By far the most impressive speaker - with the most novel ideas - at an NLA seminar on meeting London's carbon reduction targets, was a banker. Jenny Curtis, a director at Amber Infrastructure, talked about how she could help finance mass retrofit for the public sector through Amber Green Operations and the £100 million LEEF (London Energy Efficient Fund). Many lenders are apparently wary of investing in energy saving technologies, many of which are not proven, leaving the public sector to take the slack (and we know the problem with this in the current austerity climate). Curtis claimed by leveraging European JESSICA funds and RBS investment, she could offer cheaper money than almost any public sector money out there with less conditions and for a longer period (ie at least 10 years, which is the payback period required on most energy saving projects).

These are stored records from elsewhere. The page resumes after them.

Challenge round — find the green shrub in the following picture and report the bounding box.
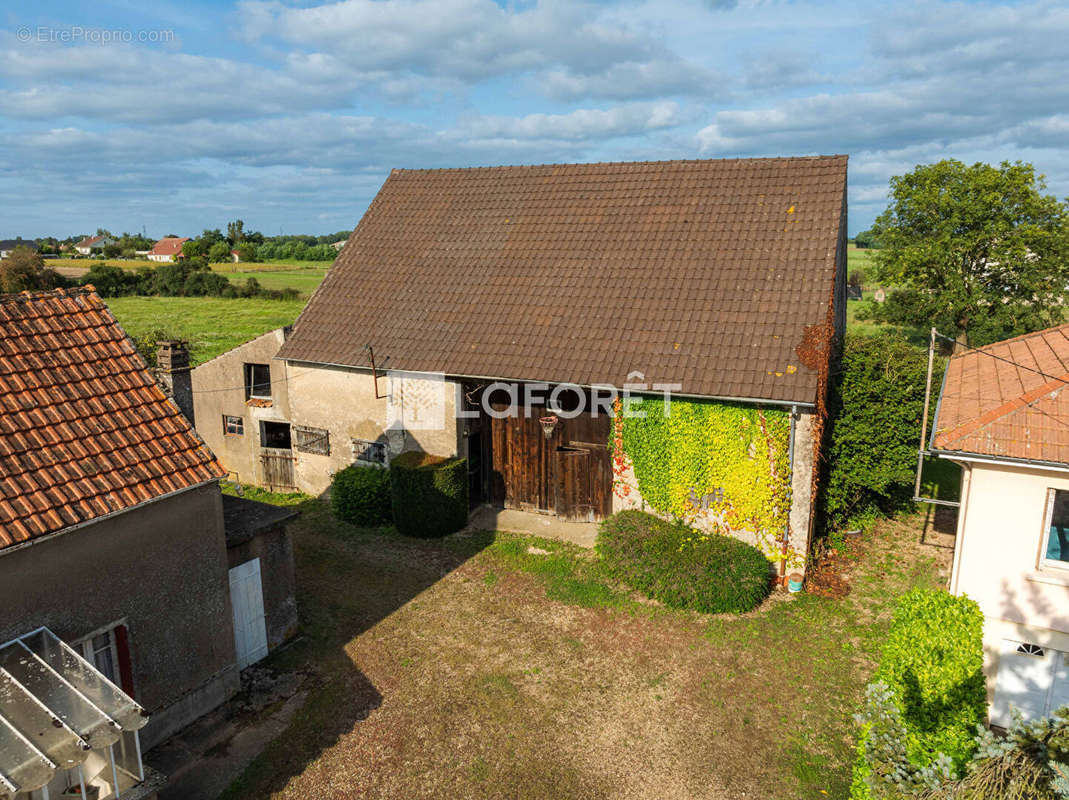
[824,332,936,532]
[331,465,391,526]
[595,510,772,613]
[389,451,468,538]
[851,589,986,798]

I hope it works. A way for bankers to redeem themselves by helping us save the planet!
Other presentations were interesting - Matt Turner of AECOM talked of energy mapping to show what technology works best in different environments, which sounded feasible. Emma Beal of SITA (a unit of Suez Environment) talked of large scale projects to use waste as an energy source locally, but the logistics of securing agreement from all the different parties involved sounded daunting. And the folks from Ramboll had some interesting lessons about planned large scale decentralised energy systems in Denmark - a dream that will never happen under localism (where the 'duty to cooperate' for local authorities does not even apply to infrastructure providers).